Suppose they came out with some really cool new stuff that everybody just had to buy. So everybody went out and bought it. Production and employment would increase to meet the increased demand for that cool new stuff. Aha! Maybe that's why the recovery from the global recession was so slow. They simply didn't come up with enough stuff that was cool enough and new enough that people really wanted to buy it! Bingo!
I know exactly what some of you are thinking: "But Nick, if everyone went out and bought an extra $1,000 worth of cool new stuff we would all be living beyond our means and going even deeper into debt!" And you would be thinking wrong. You are forgetting national income accounting 101. You are committing a fallacy of composition. Because at the aggregate level income and expenditure are the same thing. If aggregate expenditure rises by $1,000, then aggregate income rises by $1,000.
And I can guess what some of the rest of you are thinking: "But Nick, there really has been lots of cool new stuff coming out over the last few years!". And you would cite a list of examples. And others would say that your list of examples weren't really that cool or new. And maybe the more diligent would try to construct an index of cool new stuff coming out each year. And then there would be an argument over whether that index had been higher or lower than normal over the last few years compared to previous years. And did that index have the predicted inverse correlation with recessions?

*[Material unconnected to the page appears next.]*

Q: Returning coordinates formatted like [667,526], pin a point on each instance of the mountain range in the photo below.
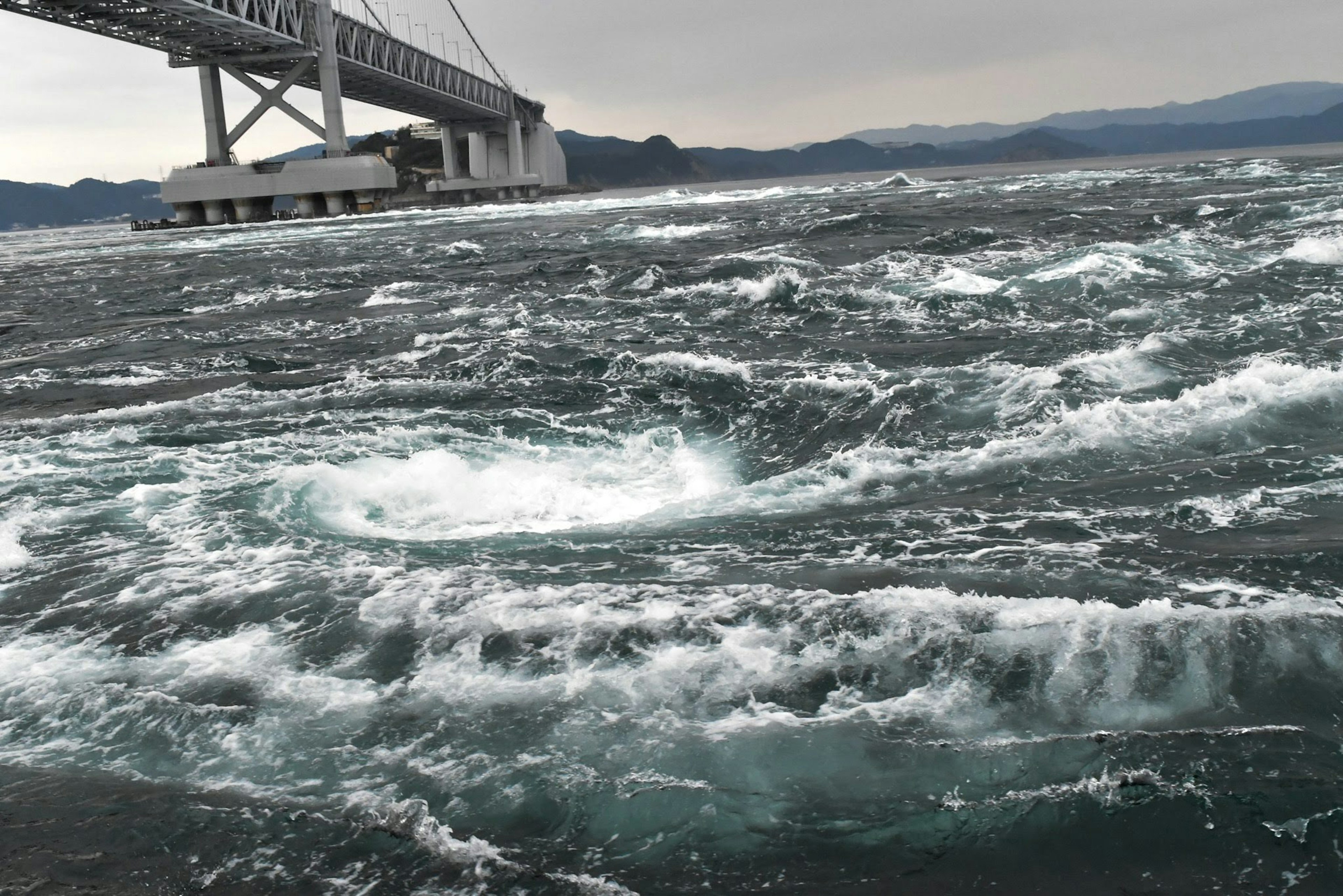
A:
[1287,100]
[1280,115]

And if it did, which way did causation run? Maybe it was recessions that caused a slowdown in cool new stuff coming out? Or maybe both recessions and lack of cool new stuff were both caused by some third thing. It could be a lovely argument that would keep going for decades. And think of the possible policy implications! Could we use R&D tax credits for countercyclical policy, or would the lags be too long and variable?
But I simply can't be bothered. I don't care what your index of cool new stuff shows or doesn't show.

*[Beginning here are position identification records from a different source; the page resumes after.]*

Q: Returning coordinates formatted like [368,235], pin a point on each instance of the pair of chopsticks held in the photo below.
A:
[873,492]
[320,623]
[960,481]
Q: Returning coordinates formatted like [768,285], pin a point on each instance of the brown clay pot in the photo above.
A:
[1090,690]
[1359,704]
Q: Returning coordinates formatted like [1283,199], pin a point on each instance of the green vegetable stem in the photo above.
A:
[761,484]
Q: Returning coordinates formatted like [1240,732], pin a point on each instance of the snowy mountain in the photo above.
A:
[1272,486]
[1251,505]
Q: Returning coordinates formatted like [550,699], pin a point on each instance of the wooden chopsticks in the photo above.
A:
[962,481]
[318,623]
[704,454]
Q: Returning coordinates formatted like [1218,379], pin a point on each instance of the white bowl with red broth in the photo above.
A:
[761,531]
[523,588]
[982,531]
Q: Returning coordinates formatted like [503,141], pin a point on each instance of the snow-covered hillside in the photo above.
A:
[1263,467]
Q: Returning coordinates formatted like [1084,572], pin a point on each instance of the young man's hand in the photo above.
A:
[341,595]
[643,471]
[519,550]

And I have exactly the same reaction to the debate about whether political uncertainty is to blame for the slow recovery.
Because stuff changes all the time. And one of the things that changes is the amount of change itself. And another thing that changes is the amount of uncertainty over the changes. And it's the job of the central bank to conduct monetary policy in such a way that, despite those changes, the economy does not fall into recession. "You had one job....and you didn't do it."
If there were no change, the gold standard would be an excellent monetary policy. The apple standard would be an equally excellent monetary policy. The k% rule with k=0 would be an equally excellent monetary policy. They would all be exactly the same damn policy. Any idiot could do it.